Investors of Amazon.com, Inc. (NASDAQ:AMZN) continued to lend their support to a shareholder proposal on freedom of association and collective bargaining during the company’s recent annual general meeting (AGM).
The proposal, put forward by an international coalition of responsible investors representing 3.5-trillion USD in assets under management (AUM), called for Amazon to undergo a third-party assessment reviewing the extent to which it has been living up to its promises to respect international labour standards.

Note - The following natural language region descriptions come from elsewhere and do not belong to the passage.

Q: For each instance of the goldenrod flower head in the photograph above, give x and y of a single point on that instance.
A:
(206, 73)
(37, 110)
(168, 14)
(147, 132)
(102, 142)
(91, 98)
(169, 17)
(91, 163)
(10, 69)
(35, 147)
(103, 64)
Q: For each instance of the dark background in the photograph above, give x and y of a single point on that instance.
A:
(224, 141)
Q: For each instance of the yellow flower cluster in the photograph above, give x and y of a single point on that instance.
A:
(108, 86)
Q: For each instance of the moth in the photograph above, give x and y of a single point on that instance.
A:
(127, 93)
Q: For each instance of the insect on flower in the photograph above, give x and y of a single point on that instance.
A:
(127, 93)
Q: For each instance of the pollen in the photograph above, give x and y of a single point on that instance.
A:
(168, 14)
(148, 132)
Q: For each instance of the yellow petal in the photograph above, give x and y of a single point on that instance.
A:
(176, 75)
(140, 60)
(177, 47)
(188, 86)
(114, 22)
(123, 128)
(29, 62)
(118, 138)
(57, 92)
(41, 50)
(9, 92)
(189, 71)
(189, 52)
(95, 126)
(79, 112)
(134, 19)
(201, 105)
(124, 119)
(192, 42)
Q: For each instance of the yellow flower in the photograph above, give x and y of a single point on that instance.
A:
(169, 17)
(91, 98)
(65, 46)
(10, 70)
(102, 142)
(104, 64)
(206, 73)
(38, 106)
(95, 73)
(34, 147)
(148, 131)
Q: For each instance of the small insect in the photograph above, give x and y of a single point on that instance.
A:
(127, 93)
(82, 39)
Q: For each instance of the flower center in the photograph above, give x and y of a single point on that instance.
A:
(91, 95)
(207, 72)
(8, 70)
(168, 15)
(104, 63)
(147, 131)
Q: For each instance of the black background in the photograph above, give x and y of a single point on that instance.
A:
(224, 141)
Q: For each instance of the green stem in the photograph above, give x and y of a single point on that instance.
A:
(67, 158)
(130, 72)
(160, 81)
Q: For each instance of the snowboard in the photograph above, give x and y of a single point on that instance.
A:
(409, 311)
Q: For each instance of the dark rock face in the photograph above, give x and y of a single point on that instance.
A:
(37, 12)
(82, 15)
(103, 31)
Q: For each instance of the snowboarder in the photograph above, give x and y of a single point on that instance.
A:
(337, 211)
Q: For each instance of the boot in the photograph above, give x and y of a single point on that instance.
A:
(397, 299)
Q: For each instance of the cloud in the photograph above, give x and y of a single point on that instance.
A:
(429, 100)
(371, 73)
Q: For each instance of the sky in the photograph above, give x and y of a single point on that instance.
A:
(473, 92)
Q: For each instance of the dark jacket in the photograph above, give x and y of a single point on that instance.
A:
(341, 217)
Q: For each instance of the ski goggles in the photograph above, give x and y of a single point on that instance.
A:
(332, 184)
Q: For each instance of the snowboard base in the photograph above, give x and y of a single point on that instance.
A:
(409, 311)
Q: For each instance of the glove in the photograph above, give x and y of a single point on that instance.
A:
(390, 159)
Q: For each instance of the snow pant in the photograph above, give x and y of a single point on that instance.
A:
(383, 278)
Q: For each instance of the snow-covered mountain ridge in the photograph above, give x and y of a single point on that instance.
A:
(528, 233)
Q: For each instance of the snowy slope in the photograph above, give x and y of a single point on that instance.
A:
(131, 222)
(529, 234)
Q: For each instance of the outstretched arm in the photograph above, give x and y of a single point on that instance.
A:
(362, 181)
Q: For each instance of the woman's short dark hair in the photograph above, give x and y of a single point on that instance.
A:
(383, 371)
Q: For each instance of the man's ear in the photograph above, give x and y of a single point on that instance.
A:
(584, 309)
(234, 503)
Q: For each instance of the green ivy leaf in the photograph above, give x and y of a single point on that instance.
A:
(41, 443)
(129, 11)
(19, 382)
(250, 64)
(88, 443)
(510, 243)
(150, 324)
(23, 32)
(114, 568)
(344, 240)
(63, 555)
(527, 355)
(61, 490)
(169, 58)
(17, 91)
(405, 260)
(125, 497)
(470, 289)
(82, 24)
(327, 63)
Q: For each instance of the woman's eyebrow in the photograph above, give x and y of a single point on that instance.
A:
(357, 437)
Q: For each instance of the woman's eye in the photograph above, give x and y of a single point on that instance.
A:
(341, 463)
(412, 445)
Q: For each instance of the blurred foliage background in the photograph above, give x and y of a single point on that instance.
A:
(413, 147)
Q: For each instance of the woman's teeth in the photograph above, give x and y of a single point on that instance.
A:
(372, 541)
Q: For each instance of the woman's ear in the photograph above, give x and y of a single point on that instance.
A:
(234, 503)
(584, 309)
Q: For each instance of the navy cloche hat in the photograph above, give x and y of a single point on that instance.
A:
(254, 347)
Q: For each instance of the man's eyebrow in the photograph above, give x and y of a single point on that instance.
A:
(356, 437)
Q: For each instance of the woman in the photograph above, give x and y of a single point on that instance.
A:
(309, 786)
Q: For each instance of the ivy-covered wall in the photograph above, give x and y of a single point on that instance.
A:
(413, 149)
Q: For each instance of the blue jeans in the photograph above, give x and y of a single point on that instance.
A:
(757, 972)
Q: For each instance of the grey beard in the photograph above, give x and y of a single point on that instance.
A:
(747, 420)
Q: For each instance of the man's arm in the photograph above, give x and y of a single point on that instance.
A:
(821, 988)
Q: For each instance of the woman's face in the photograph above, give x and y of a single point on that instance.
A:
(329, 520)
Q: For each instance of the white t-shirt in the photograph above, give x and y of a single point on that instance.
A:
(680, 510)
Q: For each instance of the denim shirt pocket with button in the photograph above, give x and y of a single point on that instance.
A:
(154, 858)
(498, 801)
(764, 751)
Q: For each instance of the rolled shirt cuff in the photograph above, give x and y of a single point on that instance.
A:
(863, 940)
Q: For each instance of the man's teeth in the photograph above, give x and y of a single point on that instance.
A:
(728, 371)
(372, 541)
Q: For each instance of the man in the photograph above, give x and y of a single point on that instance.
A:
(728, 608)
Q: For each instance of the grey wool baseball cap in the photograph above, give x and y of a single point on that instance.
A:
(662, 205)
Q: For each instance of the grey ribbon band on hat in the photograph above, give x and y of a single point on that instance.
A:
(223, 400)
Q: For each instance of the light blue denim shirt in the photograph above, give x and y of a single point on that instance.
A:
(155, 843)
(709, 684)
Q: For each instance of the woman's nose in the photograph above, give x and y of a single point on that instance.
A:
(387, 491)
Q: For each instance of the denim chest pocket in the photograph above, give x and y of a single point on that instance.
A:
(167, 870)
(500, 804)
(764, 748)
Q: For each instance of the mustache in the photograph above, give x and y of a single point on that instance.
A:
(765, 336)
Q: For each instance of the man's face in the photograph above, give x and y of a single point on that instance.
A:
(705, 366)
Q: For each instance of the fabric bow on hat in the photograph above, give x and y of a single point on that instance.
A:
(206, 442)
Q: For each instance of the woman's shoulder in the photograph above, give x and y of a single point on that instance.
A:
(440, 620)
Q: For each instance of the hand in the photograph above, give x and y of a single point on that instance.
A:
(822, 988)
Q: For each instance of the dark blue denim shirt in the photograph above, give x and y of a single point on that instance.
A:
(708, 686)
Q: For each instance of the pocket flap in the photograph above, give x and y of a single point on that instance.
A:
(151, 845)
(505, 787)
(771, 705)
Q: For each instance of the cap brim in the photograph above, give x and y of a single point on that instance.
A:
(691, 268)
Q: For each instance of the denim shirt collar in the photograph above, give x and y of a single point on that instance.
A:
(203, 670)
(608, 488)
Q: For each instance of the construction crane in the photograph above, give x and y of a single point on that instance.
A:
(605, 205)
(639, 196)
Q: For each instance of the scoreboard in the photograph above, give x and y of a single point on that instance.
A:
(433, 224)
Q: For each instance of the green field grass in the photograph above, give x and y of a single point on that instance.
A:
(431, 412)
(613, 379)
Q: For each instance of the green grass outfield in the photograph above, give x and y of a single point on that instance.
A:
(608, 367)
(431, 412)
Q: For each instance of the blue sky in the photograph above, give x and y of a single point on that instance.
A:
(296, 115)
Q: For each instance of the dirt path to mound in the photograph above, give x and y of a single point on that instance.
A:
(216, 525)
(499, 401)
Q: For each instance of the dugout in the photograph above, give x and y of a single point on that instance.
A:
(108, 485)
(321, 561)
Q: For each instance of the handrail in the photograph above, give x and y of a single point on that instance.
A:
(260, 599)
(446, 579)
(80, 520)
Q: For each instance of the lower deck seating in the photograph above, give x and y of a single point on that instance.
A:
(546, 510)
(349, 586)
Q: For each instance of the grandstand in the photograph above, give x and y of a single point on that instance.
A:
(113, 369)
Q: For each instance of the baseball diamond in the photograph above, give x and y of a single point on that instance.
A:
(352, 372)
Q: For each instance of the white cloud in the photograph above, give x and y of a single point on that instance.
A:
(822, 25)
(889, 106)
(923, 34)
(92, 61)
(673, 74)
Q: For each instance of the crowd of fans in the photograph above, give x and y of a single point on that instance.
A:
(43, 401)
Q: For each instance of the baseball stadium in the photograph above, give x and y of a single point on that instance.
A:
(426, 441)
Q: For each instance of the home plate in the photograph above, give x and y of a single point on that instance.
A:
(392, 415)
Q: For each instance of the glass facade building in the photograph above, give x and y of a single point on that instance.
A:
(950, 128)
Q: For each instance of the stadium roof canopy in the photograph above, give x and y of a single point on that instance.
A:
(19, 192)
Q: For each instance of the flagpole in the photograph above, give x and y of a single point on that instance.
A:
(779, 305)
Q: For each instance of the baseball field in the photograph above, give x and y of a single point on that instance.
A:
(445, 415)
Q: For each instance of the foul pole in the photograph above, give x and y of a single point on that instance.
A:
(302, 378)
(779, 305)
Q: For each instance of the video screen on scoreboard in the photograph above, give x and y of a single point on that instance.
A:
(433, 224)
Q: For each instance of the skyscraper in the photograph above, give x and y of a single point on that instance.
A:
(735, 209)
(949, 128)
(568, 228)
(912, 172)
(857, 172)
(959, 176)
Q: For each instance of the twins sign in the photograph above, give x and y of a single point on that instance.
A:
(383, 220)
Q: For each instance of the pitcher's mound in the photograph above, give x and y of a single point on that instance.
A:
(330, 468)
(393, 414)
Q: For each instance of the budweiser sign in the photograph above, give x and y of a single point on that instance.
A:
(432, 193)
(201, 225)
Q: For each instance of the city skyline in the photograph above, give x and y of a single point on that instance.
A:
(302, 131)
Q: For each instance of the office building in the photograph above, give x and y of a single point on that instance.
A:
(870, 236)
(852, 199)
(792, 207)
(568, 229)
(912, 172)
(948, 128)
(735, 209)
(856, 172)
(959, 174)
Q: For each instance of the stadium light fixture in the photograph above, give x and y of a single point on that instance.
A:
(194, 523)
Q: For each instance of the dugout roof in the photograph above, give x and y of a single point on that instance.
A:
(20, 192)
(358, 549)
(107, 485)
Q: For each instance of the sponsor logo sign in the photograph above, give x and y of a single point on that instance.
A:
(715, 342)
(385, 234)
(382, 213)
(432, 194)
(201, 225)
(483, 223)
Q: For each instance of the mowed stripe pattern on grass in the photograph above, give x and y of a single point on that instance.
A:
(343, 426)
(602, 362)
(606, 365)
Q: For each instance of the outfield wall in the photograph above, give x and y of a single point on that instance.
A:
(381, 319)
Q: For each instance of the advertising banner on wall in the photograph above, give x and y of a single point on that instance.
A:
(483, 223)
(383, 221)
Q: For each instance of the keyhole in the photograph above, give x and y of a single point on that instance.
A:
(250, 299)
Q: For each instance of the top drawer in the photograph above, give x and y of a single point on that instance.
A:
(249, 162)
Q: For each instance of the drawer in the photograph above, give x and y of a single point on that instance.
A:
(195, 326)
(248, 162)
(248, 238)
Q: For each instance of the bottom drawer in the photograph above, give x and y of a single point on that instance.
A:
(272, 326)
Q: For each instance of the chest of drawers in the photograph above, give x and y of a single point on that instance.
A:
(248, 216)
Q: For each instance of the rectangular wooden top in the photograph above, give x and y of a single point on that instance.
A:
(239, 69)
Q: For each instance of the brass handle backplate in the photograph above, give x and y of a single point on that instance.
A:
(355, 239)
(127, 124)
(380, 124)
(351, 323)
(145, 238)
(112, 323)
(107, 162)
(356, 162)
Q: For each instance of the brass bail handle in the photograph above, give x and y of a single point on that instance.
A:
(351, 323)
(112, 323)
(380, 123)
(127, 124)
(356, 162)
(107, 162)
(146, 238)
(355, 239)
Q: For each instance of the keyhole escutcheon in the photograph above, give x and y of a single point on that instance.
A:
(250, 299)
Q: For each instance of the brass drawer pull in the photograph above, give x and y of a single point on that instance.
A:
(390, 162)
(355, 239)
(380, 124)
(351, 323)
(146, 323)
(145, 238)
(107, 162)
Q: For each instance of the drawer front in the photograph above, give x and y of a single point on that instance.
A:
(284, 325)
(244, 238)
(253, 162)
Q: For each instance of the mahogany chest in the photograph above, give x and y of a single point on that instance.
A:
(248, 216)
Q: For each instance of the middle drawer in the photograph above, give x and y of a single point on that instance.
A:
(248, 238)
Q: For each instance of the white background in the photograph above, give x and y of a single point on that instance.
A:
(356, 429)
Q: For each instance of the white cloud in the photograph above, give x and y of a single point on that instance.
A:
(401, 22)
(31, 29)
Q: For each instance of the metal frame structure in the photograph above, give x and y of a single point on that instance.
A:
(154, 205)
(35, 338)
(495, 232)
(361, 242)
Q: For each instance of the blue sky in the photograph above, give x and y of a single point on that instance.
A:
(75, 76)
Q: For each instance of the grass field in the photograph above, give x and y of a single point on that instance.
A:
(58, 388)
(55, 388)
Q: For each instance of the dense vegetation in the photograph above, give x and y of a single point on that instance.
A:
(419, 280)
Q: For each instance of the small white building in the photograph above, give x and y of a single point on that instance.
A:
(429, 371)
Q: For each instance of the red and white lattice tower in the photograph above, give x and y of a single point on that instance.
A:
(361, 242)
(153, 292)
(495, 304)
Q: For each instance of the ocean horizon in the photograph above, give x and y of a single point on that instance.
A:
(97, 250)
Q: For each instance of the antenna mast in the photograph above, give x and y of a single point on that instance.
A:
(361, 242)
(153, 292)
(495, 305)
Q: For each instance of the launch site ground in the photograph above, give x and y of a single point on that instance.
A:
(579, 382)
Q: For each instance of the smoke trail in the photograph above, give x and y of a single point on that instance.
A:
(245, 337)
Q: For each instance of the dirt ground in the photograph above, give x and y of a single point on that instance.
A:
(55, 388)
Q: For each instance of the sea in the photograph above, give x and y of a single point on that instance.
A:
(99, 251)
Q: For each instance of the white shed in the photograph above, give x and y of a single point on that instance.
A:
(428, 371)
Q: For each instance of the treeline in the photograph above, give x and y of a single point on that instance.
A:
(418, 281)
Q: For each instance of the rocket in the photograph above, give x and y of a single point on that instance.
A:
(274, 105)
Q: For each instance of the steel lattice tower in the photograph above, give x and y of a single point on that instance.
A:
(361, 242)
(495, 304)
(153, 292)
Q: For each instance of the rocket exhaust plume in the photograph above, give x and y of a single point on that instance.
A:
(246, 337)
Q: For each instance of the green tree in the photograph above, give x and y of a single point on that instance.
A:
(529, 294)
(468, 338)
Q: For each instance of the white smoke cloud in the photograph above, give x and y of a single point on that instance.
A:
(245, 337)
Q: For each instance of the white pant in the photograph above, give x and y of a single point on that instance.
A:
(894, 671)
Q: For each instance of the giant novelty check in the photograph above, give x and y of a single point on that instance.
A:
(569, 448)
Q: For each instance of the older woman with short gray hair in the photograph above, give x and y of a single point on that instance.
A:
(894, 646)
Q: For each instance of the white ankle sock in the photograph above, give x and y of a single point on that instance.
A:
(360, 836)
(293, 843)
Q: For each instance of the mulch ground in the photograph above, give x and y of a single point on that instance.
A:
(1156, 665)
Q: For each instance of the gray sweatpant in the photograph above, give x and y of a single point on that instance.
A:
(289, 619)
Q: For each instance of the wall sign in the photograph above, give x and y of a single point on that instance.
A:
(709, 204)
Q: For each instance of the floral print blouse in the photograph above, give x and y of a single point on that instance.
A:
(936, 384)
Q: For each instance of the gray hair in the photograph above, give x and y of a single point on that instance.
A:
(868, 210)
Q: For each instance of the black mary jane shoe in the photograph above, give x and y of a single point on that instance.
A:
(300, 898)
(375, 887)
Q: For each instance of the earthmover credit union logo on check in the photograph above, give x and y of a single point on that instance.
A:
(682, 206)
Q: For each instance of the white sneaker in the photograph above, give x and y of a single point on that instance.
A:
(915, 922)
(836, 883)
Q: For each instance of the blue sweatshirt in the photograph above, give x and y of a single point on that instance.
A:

According to Company filings that were published on Friday, approximately 32 per cent of votes were cast in favour of the proposal — the highest level of investor support for any of the 14 shareholder proposals voted on at last Wednesday’s AGM. Accounting for the large number of shares controlled by board member and former Amazon CEO Jeff Bezos, roughly 37 per cent of independent votes were cast in favour of the proposal.
“Once again, shareholders have sent a clear message to Amazon’s board and management that the Company must do better in delivering on its commitment to workers’ rights,” said Sarah Couturier-Tanoh, Director of Shareholder Advocacy for SHARE, the Shareholder Association for Research and Education, which led the investor coalition behind the proposal.
“Given the widespread support the proposal received, we expect the board to demonstrate — at a minimum — what it is doing to comply with international human rights standards and mitigate the labour-rights related risks shareholders are seeing.”
This vote comes amid a number of recent concerning developments in Amazon’s relationship with its workers. A major British trade union, GMB, recently announced legal action against the Company in the U.K. over allegations of anti-union practices; in the U.S., a federal administrative judge ruled that CEO Andy Jassy violated federal law by making comments on unions.
These developments coincided with a surge in investor support for the shareholder proposal. In addition to the original coalition of 22 cofilers, the proposal was publicly supported in recent weeks by numerous major public funds and asset managers:
- the California Public Employees’ Retirement System (CalPERS)
- the California State Teachers’ Retirement System (CalSTRS)
- the Office of the New York City Comptroller
- the New York State Common Retirement Fund
- Norges Bank Investment Management (NBIM)
- Legal and General Investment Management (LGIM).
The proxy advisory firms International Shareholder Services (ISS) and Glass-Lewis also backed the proposal, despite management’s opposition.